Senja di Mata Ibu

Mentari baru saja menapak di batas ufuk, namun di sudut kamar itu, matahari seorang ibu serasa belum terbit. Ia bernama Ibu, sedang menatap wajah putra semata wayangnya, Kenan, yang tubuhnya terbaring lesu. Dahi Kenan terasa memanggang. Ibu menempelkan telapak tangannya. "39 derajat Celsius?
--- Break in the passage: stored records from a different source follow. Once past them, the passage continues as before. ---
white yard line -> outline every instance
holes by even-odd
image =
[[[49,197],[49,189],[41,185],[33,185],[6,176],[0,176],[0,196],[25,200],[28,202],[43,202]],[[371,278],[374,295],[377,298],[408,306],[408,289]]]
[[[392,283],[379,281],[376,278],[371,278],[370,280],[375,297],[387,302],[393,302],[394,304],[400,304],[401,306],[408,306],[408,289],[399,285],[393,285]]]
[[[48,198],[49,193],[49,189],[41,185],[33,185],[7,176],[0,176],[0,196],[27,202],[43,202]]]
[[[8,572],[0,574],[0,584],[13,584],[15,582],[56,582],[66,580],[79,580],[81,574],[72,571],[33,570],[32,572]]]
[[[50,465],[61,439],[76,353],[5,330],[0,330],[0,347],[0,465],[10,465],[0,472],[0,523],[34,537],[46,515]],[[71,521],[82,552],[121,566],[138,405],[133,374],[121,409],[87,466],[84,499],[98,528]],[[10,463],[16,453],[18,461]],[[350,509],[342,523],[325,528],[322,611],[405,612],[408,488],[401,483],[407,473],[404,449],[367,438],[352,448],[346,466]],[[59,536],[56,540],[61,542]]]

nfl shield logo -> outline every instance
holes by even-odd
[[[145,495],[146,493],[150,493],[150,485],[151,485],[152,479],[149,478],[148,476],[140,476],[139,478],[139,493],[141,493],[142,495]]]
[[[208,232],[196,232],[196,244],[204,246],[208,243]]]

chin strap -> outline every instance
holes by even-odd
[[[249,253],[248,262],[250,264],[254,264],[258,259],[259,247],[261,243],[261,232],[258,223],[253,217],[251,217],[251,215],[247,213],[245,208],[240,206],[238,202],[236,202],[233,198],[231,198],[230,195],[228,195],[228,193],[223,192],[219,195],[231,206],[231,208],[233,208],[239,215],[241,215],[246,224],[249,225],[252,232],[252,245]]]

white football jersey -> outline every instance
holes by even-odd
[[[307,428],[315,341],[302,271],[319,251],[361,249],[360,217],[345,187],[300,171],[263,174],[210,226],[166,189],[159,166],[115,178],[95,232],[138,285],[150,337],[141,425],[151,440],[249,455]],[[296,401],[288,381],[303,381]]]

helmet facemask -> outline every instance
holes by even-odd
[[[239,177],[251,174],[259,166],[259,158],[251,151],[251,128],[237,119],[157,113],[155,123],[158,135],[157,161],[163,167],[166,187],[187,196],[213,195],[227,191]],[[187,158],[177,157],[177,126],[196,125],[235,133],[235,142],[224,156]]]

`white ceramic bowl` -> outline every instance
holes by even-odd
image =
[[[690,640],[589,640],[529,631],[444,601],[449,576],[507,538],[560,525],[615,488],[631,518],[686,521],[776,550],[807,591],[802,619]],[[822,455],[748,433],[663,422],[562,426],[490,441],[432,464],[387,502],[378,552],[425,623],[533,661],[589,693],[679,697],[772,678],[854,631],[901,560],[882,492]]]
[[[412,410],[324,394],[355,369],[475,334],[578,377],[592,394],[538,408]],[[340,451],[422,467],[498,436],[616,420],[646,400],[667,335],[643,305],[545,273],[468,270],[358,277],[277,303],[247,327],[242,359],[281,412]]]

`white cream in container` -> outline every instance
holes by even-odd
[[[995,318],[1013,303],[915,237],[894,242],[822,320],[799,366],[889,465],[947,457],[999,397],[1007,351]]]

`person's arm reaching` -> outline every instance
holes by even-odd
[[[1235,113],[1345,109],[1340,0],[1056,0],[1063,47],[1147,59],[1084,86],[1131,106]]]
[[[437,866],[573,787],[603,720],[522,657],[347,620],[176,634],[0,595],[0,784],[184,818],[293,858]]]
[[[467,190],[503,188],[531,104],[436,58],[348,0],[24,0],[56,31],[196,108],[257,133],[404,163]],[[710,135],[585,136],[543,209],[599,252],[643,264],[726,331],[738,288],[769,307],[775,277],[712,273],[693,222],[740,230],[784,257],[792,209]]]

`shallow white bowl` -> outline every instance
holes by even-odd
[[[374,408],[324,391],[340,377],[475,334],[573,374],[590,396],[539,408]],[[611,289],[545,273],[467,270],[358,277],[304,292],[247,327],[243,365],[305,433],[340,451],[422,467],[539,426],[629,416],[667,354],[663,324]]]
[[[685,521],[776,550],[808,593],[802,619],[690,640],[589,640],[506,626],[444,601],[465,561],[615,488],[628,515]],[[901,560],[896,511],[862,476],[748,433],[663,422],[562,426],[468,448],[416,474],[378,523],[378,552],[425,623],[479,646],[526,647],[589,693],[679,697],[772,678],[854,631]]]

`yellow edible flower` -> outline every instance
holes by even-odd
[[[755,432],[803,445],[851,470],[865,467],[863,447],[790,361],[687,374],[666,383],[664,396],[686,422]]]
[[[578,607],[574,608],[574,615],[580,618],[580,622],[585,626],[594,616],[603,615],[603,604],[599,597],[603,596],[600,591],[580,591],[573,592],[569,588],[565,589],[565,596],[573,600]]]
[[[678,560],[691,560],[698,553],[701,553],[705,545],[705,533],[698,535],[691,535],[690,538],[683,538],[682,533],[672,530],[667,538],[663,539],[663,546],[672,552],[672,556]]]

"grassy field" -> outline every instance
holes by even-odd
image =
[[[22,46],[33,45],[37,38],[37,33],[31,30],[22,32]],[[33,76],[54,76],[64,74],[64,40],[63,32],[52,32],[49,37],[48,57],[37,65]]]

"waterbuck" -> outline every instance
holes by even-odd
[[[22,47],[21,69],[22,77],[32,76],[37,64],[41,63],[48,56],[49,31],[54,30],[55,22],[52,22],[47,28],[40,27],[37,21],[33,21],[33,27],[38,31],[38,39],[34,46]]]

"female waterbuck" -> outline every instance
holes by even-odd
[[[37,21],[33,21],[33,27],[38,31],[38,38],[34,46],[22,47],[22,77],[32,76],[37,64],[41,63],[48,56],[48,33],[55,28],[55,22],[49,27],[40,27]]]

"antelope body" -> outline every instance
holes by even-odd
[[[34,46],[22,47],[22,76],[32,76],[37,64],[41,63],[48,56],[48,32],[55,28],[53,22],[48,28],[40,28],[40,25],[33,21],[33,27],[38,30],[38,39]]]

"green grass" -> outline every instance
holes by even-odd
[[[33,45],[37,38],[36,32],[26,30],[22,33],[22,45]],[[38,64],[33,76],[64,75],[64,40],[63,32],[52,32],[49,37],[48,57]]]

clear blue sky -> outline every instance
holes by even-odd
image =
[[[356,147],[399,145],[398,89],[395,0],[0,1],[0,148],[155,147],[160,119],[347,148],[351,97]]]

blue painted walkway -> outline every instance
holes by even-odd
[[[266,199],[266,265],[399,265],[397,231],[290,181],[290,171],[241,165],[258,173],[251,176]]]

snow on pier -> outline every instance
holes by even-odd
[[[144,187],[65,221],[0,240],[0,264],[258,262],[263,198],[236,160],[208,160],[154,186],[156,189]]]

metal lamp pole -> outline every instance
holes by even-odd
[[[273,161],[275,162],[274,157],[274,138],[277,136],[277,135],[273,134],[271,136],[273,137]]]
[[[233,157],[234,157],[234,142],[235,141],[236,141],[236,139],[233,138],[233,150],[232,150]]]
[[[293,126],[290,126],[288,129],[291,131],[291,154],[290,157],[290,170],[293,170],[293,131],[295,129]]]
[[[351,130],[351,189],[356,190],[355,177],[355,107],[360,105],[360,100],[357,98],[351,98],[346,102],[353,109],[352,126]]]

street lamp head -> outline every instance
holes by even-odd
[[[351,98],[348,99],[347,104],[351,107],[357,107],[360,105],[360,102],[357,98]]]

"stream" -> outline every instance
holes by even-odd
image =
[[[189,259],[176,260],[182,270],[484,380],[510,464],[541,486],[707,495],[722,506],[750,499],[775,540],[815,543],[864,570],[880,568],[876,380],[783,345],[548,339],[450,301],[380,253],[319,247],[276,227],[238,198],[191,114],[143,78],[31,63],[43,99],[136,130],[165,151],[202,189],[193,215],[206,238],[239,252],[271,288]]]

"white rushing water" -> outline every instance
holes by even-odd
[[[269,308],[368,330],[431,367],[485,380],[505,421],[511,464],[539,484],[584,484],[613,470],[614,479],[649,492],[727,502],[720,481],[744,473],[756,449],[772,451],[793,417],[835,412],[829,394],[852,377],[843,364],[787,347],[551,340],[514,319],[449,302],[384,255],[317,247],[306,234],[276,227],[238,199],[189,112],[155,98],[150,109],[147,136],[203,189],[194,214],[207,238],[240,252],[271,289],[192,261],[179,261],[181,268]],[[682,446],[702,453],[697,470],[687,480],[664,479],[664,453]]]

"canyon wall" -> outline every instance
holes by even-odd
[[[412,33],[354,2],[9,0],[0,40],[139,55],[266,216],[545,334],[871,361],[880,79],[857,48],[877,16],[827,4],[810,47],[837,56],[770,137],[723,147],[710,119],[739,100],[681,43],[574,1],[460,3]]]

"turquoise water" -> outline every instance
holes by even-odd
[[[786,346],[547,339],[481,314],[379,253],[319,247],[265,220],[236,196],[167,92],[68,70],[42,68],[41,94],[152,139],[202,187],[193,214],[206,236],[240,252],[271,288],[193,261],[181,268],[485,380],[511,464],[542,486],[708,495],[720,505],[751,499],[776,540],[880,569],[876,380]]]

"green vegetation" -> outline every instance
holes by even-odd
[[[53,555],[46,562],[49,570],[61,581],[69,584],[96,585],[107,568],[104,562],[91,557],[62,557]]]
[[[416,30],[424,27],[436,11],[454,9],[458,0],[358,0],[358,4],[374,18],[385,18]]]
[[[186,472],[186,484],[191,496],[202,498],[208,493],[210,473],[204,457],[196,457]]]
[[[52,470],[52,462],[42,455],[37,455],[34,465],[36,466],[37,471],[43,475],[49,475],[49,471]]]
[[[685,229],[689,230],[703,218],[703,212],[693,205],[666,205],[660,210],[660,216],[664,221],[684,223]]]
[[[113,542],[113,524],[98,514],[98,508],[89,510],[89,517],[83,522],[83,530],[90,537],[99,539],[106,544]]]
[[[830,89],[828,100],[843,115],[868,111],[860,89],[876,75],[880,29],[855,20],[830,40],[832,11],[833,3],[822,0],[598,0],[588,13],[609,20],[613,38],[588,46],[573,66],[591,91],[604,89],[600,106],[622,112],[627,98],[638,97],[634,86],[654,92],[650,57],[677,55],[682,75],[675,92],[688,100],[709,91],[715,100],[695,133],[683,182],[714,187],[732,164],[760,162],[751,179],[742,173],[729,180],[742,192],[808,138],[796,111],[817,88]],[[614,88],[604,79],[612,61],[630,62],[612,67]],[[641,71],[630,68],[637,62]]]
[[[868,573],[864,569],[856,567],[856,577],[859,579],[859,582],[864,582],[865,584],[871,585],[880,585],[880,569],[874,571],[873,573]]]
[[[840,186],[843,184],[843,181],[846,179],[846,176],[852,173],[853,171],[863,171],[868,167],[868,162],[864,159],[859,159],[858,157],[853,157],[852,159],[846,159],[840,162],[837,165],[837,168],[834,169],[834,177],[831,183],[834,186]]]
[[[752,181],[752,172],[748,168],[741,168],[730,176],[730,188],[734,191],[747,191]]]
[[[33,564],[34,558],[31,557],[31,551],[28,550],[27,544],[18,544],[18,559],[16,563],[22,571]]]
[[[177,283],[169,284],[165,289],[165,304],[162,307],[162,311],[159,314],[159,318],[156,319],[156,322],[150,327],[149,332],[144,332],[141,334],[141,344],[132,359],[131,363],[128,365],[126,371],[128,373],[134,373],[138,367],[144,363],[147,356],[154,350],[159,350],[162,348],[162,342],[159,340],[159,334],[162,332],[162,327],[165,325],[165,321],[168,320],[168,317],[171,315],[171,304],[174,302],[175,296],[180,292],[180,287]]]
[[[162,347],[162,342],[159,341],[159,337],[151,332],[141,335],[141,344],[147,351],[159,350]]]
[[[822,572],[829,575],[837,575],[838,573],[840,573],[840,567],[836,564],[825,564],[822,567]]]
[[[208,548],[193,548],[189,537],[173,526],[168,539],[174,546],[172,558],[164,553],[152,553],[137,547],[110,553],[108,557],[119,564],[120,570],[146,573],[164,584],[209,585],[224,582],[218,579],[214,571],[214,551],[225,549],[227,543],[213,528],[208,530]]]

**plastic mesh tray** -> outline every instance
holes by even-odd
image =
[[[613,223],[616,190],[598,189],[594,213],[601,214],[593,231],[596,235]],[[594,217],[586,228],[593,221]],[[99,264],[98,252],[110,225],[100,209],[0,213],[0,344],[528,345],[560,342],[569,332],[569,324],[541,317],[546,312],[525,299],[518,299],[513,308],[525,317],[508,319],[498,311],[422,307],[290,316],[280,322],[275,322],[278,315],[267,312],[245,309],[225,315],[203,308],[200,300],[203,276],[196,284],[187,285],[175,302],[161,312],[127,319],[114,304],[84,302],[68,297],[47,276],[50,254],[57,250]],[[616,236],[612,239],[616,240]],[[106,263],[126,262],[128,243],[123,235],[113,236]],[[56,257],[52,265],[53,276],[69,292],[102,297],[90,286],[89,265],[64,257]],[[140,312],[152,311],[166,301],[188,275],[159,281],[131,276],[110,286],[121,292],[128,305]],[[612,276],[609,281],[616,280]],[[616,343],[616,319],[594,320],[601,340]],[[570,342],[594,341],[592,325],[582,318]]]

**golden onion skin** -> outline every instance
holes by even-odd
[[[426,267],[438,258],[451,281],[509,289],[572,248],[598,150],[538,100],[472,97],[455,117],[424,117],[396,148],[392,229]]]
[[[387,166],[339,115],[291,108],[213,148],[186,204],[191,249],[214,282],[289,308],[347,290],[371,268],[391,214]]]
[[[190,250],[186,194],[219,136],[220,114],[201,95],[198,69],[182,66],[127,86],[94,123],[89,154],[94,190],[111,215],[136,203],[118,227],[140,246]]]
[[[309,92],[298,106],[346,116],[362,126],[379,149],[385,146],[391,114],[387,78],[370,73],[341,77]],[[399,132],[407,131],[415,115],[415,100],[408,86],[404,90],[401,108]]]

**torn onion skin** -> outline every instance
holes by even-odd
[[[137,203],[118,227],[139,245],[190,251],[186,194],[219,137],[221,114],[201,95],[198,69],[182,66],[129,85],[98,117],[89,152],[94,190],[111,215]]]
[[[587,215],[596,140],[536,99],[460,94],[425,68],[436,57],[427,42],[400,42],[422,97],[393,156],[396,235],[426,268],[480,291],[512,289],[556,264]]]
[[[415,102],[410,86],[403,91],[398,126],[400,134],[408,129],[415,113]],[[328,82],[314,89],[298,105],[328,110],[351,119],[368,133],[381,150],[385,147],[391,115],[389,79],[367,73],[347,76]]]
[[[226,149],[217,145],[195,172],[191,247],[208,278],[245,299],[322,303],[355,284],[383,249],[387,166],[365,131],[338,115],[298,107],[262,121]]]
Ya Tuhan, kenapa tidak turun juga panasnya?" Bisikan cemas itu bagai pisau yang menusuk batinnya sendiri. Seketika, rasa khawatir yang pekat menjalar, seolah-olah demam Kenan ikut membakar syaraf-syaraf di kepala Ibu. Pandangannya berputar. Kenan yang lemah menangkap perubahan itu. "Ibu kenapa? Kok, pucat?" tanyanya, suaranya seperti tiupan angin yang nyaris tak terdengar. Ibu berjuang keras untuk tersenyum, tetapi matanya tak bisa menyembunyikan kenyataan, bola matanya berkaca-kaca menahan air yang siap tumpah. "Kamu sudah seperti ini, masih saja cerewet, Nak," ucapnya, nadanya bergetar tipis. Kenan tertawa samar, mencari celah tawa di tengah rasa nyeri. "Bu, k...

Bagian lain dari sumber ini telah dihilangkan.